Travel agents who change their businesses to comply with the reformed Atol rules risk finding themselves liable to pay VAT under the Tour Operators’ Margin Scheme (Toms), despite government assurances.
Damon Wright, a tax expert at chartered accountants Grant Thornton, told Travel Weekly that last year’s Medhotels tribunal – which left the accommodation-only specialist with a £6 million bill – prompted HM Revenue & Customs’ tax avoidance team to aggressively pursue a range of travel firms.
A Medhotels appeal hearing is due at the end of this month, but Wright said the taxman had acted on the original decision and was claiming substantial sums in unpaid VAT from at least 20 travel companies.
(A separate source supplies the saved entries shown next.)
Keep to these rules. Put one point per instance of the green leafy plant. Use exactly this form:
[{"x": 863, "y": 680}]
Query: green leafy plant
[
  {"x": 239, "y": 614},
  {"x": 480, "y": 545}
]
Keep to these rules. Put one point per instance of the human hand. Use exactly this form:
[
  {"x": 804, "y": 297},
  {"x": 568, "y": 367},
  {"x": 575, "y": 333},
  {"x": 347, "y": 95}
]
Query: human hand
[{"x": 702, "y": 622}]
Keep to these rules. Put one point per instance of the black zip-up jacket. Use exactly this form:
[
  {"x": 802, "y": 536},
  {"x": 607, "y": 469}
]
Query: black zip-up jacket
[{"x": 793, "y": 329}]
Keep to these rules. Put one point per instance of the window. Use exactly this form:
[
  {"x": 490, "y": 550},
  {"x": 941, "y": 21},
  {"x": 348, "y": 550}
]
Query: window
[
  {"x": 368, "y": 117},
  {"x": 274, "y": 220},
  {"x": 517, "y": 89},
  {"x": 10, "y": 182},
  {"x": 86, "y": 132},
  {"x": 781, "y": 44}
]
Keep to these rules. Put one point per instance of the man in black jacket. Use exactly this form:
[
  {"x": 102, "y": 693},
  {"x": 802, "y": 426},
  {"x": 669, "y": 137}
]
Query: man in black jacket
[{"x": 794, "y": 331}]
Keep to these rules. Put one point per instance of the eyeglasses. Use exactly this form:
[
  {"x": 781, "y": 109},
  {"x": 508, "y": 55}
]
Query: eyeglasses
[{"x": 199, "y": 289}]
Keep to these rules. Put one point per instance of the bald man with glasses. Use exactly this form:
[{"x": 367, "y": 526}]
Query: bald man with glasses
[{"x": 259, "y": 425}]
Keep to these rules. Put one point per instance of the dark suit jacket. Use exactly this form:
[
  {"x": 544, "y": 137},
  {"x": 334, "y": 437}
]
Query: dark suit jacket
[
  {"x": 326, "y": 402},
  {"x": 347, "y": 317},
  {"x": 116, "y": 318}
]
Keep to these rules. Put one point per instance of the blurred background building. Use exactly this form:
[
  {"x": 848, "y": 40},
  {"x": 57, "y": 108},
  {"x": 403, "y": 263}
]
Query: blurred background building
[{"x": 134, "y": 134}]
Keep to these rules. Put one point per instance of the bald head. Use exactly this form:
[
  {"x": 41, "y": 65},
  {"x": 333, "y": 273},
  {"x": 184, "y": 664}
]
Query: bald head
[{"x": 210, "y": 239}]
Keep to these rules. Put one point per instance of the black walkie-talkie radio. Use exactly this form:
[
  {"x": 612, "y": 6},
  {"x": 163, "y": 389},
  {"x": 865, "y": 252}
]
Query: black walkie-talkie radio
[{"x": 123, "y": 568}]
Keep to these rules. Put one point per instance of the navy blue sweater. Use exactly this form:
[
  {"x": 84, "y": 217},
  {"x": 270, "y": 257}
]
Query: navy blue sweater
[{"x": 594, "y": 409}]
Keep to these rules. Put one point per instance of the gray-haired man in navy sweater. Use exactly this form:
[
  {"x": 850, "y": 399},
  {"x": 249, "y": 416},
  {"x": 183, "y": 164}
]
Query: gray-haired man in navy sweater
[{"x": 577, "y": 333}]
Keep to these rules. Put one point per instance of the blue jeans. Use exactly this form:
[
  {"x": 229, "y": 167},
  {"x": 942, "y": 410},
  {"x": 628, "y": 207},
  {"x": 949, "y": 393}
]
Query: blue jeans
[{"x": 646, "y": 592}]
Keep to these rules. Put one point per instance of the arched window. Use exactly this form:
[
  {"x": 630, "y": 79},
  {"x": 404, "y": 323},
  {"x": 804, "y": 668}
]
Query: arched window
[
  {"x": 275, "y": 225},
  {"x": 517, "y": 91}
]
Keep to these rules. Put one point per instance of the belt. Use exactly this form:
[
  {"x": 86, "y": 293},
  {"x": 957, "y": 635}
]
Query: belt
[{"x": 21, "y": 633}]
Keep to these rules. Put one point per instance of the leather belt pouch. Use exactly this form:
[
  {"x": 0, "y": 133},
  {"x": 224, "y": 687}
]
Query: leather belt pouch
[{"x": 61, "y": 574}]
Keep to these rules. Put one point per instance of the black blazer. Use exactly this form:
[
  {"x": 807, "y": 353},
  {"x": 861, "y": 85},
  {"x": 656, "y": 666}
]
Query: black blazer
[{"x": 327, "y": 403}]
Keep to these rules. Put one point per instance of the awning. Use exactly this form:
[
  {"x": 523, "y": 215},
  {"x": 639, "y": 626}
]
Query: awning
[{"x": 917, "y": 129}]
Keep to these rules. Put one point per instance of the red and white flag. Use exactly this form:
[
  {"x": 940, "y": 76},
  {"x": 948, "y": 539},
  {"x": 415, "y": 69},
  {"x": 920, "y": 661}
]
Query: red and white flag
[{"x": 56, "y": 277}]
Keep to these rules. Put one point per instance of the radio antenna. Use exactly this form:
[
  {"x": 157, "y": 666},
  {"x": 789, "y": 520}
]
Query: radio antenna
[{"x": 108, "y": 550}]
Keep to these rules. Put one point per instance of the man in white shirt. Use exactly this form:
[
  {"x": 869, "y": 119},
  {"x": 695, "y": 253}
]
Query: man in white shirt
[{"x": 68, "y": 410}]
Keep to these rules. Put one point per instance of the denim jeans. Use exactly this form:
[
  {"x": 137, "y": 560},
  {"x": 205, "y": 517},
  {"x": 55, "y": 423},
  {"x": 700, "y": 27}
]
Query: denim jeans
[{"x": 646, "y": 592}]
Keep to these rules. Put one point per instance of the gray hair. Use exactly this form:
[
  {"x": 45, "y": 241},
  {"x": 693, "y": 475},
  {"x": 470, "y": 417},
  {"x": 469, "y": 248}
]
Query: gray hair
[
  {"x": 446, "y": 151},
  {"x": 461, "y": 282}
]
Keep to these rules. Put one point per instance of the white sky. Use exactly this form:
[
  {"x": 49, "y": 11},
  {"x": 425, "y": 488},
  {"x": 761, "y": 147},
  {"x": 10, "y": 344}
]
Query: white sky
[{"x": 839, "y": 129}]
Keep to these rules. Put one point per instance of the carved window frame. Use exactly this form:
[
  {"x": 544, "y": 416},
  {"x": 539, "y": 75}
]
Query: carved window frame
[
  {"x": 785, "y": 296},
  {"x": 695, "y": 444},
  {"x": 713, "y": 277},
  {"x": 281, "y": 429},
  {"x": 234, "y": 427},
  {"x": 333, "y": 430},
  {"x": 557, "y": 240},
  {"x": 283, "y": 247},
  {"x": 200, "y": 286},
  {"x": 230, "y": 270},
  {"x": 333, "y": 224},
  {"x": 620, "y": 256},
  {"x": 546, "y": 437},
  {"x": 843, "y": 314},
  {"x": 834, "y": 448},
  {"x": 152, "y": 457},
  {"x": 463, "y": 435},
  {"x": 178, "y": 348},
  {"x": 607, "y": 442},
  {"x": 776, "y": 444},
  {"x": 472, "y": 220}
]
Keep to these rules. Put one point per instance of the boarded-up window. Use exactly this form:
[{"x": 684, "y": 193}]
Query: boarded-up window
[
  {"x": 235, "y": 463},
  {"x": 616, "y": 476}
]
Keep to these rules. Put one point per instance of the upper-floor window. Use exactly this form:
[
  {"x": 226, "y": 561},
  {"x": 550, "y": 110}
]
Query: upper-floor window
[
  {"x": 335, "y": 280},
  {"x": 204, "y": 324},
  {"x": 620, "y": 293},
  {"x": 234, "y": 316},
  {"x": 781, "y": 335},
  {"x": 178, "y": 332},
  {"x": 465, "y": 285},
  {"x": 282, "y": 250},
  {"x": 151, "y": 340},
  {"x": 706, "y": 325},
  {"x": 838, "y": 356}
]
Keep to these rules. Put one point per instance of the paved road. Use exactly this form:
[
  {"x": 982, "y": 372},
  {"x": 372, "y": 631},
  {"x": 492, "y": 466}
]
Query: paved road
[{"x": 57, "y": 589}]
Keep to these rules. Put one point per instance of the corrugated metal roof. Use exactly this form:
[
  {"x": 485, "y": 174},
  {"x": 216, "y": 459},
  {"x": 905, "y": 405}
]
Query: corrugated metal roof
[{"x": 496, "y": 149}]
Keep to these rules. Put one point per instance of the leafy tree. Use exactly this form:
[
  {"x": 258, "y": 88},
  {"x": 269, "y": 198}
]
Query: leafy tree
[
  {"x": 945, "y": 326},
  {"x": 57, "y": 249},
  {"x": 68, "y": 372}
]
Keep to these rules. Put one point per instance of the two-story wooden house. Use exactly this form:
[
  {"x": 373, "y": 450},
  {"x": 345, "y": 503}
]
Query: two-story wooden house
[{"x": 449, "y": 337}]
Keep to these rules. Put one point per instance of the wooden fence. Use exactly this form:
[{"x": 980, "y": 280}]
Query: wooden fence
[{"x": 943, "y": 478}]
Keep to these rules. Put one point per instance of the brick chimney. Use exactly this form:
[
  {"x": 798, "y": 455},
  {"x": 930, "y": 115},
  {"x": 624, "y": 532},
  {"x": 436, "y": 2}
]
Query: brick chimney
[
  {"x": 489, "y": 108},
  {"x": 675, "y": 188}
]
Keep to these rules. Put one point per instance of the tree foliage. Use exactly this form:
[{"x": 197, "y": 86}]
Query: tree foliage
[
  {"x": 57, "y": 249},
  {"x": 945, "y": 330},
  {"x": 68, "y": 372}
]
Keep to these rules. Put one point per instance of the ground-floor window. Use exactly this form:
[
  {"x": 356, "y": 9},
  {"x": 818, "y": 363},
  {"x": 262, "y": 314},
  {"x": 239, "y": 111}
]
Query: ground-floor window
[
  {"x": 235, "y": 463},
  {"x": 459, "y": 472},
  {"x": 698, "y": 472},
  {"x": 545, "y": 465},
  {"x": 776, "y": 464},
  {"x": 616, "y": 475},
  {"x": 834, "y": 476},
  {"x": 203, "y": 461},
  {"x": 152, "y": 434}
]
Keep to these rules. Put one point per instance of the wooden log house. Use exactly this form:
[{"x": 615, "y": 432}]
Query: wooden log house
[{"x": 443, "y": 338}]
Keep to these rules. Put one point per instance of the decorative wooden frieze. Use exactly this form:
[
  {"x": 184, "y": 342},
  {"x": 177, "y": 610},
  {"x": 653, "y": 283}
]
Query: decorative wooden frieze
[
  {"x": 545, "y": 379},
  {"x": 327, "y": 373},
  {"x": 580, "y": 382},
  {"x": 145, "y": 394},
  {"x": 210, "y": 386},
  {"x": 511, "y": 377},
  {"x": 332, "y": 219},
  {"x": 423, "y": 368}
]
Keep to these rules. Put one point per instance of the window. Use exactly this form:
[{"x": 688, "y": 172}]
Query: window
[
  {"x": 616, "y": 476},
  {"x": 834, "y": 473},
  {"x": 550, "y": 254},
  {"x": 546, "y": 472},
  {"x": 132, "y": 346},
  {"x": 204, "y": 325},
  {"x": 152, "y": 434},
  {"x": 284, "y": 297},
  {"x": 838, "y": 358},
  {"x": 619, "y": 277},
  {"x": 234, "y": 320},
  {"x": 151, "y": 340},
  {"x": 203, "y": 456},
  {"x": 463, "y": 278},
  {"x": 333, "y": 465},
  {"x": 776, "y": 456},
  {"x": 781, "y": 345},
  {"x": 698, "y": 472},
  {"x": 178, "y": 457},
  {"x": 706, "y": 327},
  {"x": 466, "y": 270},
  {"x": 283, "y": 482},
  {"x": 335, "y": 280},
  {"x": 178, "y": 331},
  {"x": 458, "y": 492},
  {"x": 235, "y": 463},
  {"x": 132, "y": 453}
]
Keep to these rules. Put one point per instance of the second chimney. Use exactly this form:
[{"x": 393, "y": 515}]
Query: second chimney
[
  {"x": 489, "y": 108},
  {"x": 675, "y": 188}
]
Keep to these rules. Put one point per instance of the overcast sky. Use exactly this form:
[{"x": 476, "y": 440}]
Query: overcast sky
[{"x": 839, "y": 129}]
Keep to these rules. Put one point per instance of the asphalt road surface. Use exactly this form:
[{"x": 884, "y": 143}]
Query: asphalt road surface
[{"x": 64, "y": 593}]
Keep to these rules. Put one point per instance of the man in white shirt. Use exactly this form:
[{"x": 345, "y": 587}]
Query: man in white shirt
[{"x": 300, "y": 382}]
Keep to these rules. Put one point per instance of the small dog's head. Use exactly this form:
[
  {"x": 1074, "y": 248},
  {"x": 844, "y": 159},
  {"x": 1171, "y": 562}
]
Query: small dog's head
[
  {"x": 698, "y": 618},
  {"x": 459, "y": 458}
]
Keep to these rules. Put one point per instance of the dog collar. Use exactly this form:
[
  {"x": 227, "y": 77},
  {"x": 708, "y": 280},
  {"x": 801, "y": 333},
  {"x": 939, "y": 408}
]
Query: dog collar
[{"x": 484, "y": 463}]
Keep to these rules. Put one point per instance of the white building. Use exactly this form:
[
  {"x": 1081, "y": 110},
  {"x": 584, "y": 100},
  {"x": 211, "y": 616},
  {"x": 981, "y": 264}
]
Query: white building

Wright said the appeal could bring some clarity, but the industry must make sure it is involved in discussions between the CAA, HMRC and its avoidance team so the tax authorities understand how the travel industry works.
He fears that due to the timing of the tribunal, just before the summer recess, there will not be a decision until after the current 12-week flight-plus consultation has ended in September.
And if travel firms remain confused or badly informed about their tax position, they could be agreeing to a change in Atol that makes them liable to pay tax under Toms.
As recently as last week, Kate Jennings, head of aviation policy implementation at the DfT, said: “We’re working closely with Revenue & Customs, who say there is nothing in the proposals that would make flight-plus Atol holders liable for VAT.”
But Chris Photi, senior partner at accountants White Hart Associates, said he had seen no assurances that agents would not be caught by Toms.
Wright said HMRC’s published guidance had become outdated after the Medhotels case although no update on the position had been made available.